A new documentary on massacres by Zimbabwe’s military has led to harsh exchanges as the 1980s killings challenge a new president who preaches unity but refuses to apologize for his alleged role in one of the country’s deepest wounds.
The screening in the capital, Harare, would have been almost impossible under former leader Robert Mugabe, who led the country for 37 years and resigned following military intervention in November.
President Emmerson Mnangagwa, a longtime Mugabe loyalist and enforcer who succeeded him, has tolerated documentaries and plays critical of the government amid promises of a “flowering of democracy.”
But none has taken such direct aim at Mnangagwa as the new documentary on the army operation he supported as state security minister between 1983 and 1987. Gukurahundi Genocide: 36 Years Later is named after that campaign.
During Operation Gukurahundi — “the early rains that blow away the chaff” in the local Shona language — a North Korean-trained brigade rampaged through the southwestern provinces of Matabeleland, leaving 10,000 to 20,000 civilians dead. That’s according to a 1997 report by the Catholic Commission on Peace and Justice that drew on more than 1,000 interviews and is seen as the most authoritative account.
Like his predecessor, Mnangagwa has refused to apologize but said he will accept recommendations of a national peace and reconciliation commission conducting public hearings on the atrocities.
“Authorities are not comfortable with this subject,” producer Zenzele Ndebele told the screening crowd on Wednesday night.
“Most people involved in Gukurahundi are now in power. This makes them uncomfortable,” added Ndebele, who said he was summoned by police before being allowed to screen the documentary in September in Bulawayo, a city where many of the atrocities occurred.
Witness accounts
The documentary highlights Mnangagwa’s alleged role and features interviews with villagers, former top military officials and politicians narrating how they were tortured and jailed for belonging to an ethnic group accused of harboring anti-government rebels.

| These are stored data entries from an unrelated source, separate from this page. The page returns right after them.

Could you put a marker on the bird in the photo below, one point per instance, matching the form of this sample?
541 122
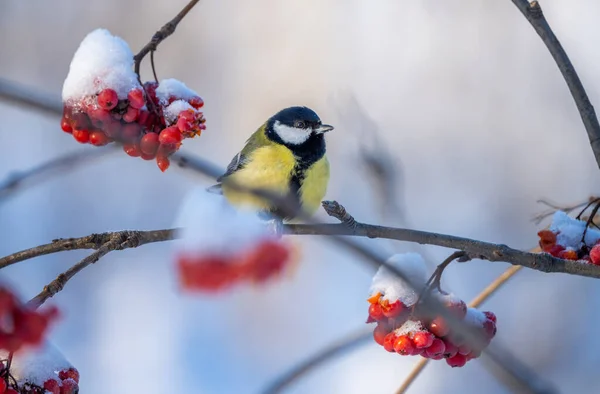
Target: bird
285 156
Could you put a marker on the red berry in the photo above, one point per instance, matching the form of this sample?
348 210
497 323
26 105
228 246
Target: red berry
437 348
547 239
98 138
66 126
69 386
379 333
170 136
52 386
423 339
136 98
404 346
595 254
131 115
376 312
439 327
108 99
393 310
82 136
196 102
389 341
143 117
569 254
163 162
450 348
184 125
149 143
146 156
464 349
70 373
131 132
490 315
457 361
132 150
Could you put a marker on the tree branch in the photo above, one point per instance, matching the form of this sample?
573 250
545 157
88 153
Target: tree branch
534 15
161 35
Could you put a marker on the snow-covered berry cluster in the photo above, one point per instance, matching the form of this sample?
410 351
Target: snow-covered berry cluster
20 325
105 102
221 246
41 371
565 239
402 329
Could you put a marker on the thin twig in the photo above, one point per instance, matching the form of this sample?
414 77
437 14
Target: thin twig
161 35
59 283
475 303
363 337
534 15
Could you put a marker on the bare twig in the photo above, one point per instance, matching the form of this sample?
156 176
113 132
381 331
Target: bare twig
534 15
130 239
161 35
363 337
59 283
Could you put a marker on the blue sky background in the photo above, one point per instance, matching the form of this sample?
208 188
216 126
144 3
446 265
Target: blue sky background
465 97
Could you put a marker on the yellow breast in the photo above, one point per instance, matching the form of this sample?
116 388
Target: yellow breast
269 167
314 186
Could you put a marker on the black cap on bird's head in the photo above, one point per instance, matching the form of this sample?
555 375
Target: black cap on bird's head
296 126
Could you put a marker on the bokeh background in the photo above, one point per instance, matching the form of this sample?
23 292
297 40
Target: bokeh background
474 115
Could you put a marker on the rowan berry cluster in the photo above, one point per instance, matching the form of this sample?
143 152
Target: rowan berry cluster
402 328
571 239
104 102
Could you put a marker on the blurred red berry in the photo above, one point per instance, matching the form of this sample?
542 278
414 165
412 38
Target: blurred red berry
422 339
404 346
595 254
108 99
149 143
389 341
98 138
51 385
70 373
82 136
170 136
439 327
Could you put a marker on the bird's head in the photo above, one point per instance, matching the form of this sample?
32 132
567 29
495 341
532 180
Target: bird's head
295 125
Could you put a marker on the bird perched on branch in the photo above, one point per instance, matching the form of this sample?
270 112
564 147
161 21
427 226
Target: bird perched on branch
286 156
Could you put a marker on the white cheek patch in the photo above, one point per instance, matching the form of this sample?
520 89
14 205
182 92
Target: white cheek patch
291 135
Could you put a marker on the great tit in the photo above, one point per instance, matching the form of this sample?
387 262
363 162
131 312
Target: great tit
286 155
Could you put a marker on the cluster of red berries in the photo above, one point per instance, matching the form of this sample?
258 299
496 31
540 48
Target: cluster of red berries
20 325
67 382
400 330
198 272
148 127
548 244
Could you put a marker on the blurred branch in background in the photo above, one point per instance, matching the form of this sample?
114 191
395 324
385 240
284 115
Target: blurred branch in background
160 36
363 336
534 15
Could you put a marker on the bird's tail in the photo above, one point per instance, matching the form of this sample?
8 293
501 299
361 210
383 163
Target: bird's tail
216 189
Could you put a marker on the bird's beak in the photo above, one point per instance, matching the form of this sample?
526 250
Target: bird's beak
324 128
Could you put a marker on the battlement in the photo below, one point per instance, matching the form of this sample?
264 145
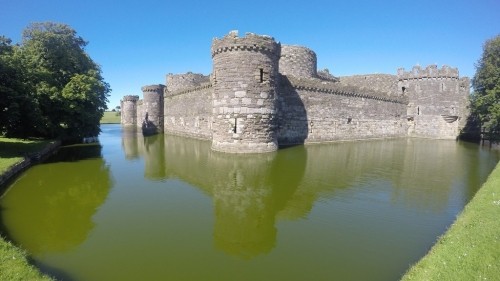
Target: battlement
251 42
202 86
153 88
430 72
316 85
132 98
298 61
176 82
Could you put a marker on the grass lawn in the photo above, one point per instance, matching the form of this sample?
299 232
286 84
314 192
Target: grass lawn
14 264
110 117
470 249
13 150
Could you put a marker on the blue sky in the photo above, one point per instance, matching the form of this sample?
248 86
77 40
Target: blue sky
138 42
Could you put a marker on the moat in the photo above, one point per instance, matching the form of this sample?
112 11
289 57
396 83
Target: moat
169 208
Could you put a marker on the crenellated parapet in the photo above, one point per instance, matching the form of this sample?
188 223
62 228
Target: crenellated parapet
131 98
298 61
188 90
313 85
430 72
251 43
176 82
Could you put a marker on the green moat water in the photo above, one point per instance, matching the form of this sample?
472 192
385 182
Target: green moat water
169 208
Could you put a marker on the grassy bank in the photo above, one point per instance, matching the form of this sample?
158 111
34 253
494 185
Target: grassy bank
14 263
470 249
12 151
110 117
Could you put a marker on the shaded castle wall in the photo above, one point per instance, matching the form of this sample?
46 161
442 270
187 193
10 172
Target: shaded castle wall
177 82
318 113
244 77
437 101
189 112
129 110
378 82
153 108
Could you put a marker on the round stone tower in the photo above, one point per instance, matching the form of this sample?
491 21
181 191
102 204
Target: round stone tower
129 110
152 108
298 61
244 79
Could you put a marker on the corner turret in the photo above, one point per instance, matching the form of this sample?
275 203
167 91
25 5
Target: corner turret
129 110
244 78
152 109
437 101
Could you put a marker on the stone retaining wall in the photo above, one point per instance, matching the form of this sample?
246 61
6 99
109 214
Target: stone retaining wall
27 162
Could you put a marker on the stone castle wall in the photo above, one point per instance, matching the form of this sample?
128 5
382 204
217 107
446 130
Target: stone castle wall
319 112
378 82
437 101
188 112
261 95
178 82
244 78
298 61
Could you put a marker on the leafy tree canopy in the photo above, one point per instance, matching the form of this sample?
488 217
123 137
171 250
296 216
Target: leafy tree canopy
59 89
486 83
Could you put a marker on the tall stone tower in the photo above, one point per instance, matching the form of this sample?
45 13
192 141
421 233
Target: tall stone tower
129 110
152 109
437 98
244 79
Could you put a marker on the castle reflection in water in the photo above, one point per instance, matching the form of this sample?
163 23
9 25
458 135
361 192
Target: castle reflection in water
251 192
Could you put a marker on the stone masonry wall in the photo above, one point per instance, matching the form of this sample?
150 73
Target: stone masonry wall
153 108
189 112
379 82
324 113
177 82
129 110
298 61
244 77
437 101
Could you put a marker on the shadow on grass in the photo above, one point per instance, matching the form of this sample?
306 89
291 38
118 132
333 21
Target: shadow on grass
11 149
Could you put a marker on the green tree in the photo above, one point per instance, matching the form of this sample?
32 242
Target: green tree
486 83
18 111
64 84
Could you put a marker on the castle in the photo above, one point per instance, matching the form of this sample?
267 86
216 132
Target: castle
262 95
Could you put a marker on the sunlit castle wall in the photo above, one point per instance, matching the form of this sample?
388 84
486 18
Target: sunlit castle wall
244 78
437 105
153 106
177 82
129 110
298 61
188 108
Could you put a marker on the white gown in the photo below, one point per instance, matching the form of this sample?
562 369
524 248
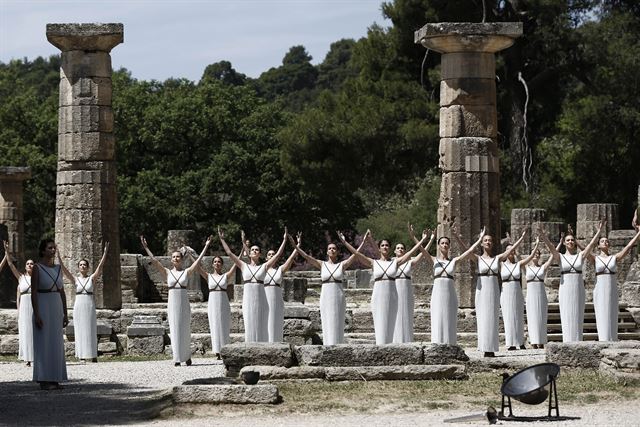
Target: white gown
537 305
444 303
332 303
488 304
571 297
255 310
84 320
48 342
512 303
384 300
403 331
275 301
25 320
219 312
179 314
605 298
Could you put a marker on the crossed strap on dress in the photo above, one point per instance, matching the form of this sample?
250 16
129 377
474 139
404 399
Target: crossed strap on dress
384 272
217 287
490 272
84 290
572 268
253 279
177 285
607 268
444 274
401 274
332 279
54 287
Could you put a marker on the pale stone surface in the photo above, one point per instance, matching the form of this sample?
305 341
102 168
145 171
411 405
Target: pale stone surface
359 355
232 393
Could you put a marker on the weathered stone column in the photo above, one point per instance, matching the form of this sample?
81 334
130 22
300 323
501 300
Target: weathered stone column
86 201
470 190
11 213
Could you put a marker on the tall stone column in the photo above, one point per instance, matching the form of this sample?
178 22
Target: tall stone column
86 200
470 190
11 212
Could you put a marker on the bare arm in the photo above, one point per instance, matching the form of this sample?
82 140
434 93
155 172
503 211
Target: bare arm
156 263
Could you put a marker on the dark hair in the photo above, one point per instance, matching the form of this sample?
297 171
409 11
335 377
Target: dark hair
43 245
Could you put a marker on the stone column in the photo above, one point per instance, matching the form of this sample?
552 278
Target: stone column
11 213
470 190
86 201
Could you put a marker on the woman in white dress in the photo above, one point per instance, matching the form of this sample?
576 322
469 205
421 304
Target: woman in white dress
384 299
332 300
605 294
273 291
49 318
571 296
23 304
255 309
444 300
178 308
84 309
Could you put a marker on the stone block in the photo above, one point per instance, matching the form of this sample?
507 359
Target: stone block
236 356
406 372
85 118
145 345
359 355
226 394
468 65
468 121
456 154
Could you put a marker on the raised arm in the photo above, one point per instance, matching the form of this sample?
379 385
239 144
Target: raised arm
503 256
12 267
154 261
355 252
100 266
311 260
196 263
279 253
468 253
587 250
237 261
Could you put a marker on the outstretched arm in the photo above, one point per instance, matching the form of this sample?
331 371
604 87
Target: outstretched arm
100 266
196 263
468 253
355 252
154 261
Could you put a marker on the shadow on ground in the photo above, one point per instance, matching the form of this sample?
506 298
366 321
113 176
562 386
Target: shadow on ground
79 403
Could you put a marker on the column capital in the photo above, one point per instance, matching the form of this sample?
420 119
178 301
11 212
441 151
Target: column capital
96 37
449 37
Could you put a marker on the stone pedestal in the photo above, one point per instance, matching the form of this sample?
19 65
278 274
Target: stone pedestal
470 190
11 211
86 200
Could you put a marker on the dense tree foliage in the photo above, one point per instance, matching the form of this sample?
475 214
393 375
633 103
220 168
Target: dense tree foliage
352 142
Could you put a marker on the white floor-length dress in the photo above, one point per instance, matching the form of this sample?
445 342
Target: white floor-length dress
444 303
48 341
403 331
571 297
488 304
25 320
332 303
179 314
219 311
605 298
512 303
384 300
84 320
275 301
537 305
255 310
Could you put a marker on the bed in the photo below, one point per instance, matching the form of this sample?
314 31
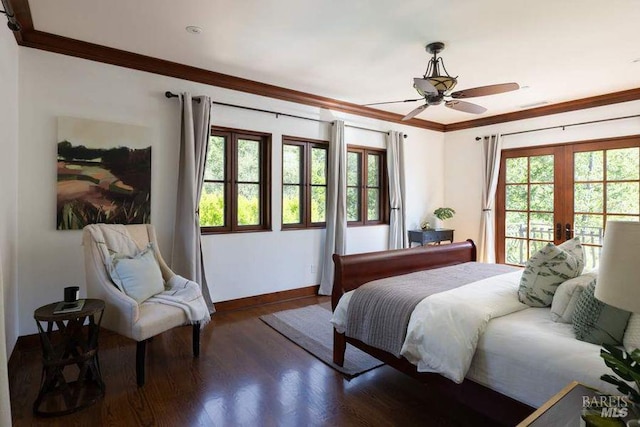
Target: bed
521 360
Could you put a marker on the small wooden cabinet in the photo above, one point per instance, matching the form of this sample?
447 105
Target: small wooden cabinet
433 235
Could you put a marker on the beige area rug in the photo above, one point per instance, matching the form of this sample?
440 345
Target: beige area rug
310 328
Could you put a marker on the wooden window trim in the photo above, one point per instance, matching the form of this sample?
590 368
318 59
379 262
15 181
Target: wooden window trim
231 181
307 145
384 186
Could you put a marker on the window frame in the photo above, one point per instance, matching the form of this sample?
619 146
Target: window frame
307 145
232 136
383 180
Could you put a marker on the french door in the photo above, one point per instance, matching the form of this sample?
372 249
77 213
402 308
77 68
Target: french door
556 192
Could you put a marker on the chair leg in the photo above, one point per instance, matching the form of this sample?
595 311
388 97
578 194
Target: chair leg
140 353
196 340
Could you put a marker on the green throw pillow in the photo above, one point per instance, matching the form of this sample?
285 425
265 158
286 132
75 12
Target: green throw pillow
547 269
597 322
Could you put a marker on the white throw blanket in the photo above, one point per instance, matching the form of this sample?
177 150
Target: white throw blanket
184 294
444 328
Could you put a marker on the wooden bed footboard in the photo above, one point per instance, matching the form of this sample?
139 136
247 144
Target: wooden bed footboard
353 271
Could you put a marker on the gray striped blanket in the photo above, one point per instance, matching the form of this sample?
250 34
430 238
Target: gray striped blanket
379 311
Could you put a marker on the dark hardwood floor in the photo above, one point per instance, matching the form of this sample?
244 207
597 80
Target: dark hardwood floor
247 375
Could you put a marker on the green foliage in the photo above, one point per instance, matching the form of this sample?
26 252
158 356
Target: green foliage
444 213
626 366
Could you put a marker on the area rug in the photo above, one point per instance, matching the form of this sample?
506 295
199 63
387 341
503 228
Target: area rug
310 328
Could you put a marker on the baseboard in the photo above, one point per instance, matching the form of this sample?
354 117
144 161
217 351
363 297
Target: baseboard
28 343
241 303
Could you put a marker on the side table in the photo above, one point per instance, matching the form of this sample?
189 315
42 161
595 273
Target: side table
73 345
431 235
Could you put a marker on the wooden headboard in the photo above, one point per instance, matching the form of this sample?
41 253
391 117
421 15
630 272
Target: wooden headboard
353 271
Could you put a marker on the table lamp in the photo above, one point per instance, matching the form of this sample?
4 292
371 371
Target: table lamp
618 285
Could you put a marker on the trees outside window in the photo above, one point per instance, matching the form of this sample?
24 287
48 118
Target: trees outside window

Some say Mugabe used the military campaign to stamp out support for the rebels. Others saw the massacres as an attempt by Mugabe to weaken any opposition to his stated aim of a one-party state.
Villagers recount being kept in camps and forced to dig graves for mass burials. Girls were raped and husbands forced to watch as soldiers raped their wives, witnesses say in the hour long documentary.
“Since I was pregnant I was spared,” one elderly woman says.
Another woman says her husband divorced her because he could not stand sharing her with soldiers.
Lingering tensions
Although the 94-year-old Mugabe now lives quietly in the capital, the atrocities remain a fresh scar. At the screening in Harare, the simmering tensions showed.
“It was biased, this is vendetta journalism,” 26-year-old Lonias Rozvimajoni said afterward. He described witnesses as “bogus” and the documentary as “fiction,” to a chorus of support from some. They said the timing of the documentary’s release was meant to tarnish Mnangagwa’s presidency.
Others shouted back, defending the work.
“You are hired guns,” barked Ibbo Mandaza, an academic who runs a nongovernmental organization that hosted the screening, referring to the seemingly pro-government youths.
“Gukurahundi happened. I was in government at the time, I witnessed it,” said Mandaza, who had been a ruling party official.
He abruptly ended the session, although the heated exchanges continued over tea and biscuits in the courtyard.
“Maybe it will take them to become victims to understand,” Dumisani Mpofu, who worked on the documentary as a researcher, told The Associated Press.